Wetenschap
* Celmembraan: Zowel amoeba-, paramecium- en plantencellen hebben een celmembraan, dat een dunne, flexibele barrière is die de cel omringt en regelt wat binnenkomt en bladeren.
* cytoplasma: Het cytoplasma is de gelachtige stof die de cel vult en alle organellen bevat. Zowel amoeba-, paramecium- en plantencellen hebben cytoplasma.
* ribosomen: Dit zijn kleine, ronde structuren die verantwoordelijk zijn voor eiwitsynthese. Zowel amoeba-, paramecium- en plantencellen hebben ribosomen.
* DNA: Amoeba, Paramecium en plantencellen hebben allemaal DNA (deoxyribonucleïnezuur), die de genetische informatie van de cel draagt. Hoewel de organisatie van DNA anders is in deze organismen, bezitten ze het allemaal.
structuren gevonden in amoeba en paramecium, maar geen plantencellen:
* Contractiele vacuole: Deze structuur helpt bij het reguleren van de waterbalans in amoeba en Paramecium, die in zoetwateromgevingen leven. Plantencellen hebben geen contractiele vacuolen omdat ze een celwand hebben die helpt de waterdruk te reguleren.

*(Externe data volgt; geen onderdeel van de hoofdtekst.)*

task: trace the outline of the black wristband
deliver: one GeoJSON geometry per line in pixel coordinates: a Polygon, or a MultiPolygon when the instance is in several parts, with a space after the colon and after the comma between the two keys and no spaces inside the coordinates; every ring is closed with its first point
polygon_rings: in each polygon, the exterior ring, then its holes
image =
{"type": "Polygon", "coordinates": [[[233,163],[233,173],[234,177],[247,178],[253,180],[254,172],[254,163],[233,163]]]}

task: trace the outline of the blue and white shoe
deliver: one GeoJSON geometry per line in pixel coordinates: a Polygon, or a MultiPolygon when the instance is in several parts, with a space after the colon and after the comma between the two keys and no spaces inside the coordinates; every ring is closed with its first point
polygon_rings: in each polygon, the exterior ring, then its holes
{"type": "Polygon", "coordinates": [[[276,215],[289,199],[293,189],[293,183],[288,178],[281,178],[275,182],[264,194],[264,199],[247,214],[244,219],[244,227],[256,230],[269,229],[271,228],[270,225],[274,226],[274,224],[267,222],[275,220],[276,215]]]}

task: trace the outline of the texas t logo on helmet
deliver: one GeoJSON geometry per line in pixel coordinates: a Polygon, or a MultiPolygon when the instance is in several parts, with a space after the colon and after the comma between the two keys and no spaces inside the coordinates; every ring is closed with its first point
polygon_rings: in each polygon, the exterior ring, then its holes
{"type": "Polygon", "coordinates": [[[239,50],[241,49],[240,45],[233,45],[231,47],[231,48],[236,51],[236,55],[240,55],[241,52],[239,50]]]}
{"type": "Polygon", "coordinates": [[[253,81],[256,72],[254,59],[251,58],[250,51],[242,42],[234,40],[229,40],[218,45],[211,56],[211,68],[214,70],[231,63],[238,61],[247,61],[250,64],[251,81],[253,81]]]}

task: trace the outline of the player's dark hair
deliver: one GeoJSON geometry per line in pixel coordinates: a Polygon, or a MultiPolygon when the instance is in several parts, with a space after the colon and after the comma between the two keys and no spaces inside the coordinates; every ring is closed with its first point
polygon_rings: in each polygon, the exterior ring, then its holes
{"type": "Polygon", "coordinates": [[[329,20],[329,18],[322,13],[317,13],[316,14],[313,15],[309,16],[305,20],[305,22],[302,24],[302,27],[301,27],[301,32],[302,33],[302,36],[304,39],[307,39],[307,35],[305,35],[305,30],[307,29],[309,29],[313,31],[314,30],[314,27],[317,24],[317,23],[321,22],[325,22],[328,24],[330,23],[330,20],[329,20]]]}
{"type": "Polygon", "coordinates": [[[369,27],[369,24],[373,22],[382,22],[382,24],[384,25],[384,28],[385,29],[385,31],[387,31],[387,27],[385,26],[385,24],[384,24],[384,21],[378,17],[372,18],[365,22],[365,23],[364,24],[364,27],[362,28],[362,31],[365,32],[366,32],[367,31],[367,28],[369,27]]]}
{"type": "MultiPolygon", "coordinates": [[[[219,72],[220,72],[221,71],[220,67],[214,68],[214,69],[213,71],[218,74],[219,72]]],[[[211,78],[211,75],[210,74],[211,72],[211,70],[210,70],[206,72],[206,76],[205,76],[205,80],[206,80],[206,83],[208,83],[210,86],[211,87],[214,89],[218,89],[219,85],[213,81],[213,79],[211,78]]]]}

* pseudopodia: Deze tijdelijke uitbreidingen van het cytoplasma worden gebruikt voor beweging in amoeba. Plantencellen zijn stationair en hebben geen pseudopodia.
* cilia: Deze haarachtige structuren worden gebruikt voor beweging in Paramecium. Plantencellen hebben geen cilia.
structuren gevonden in plantencellen, maar niet amoeba en paramecium:
* Celwand: Een stijve buitenlaag die structurele ondersteuning en bescherming biedt voor de plantencel.
* chloroplasten: Organellen die verantwoordelijk zijn voor fotosynthese, het proces waarmee planten lichte energie omzetten in chemische energie.
* Centrale vacuole: Een grote, met vloeistof gevulde zak die water, voedingsstoffen en afvalproducten in plantencellen opslaat.
Terwijl amoeba, Paramecium en plantcellen enkele basisstructuren delen, weerspiegelen hun specifieke aanpassingen hun verschillende omgevingen en levenswijze.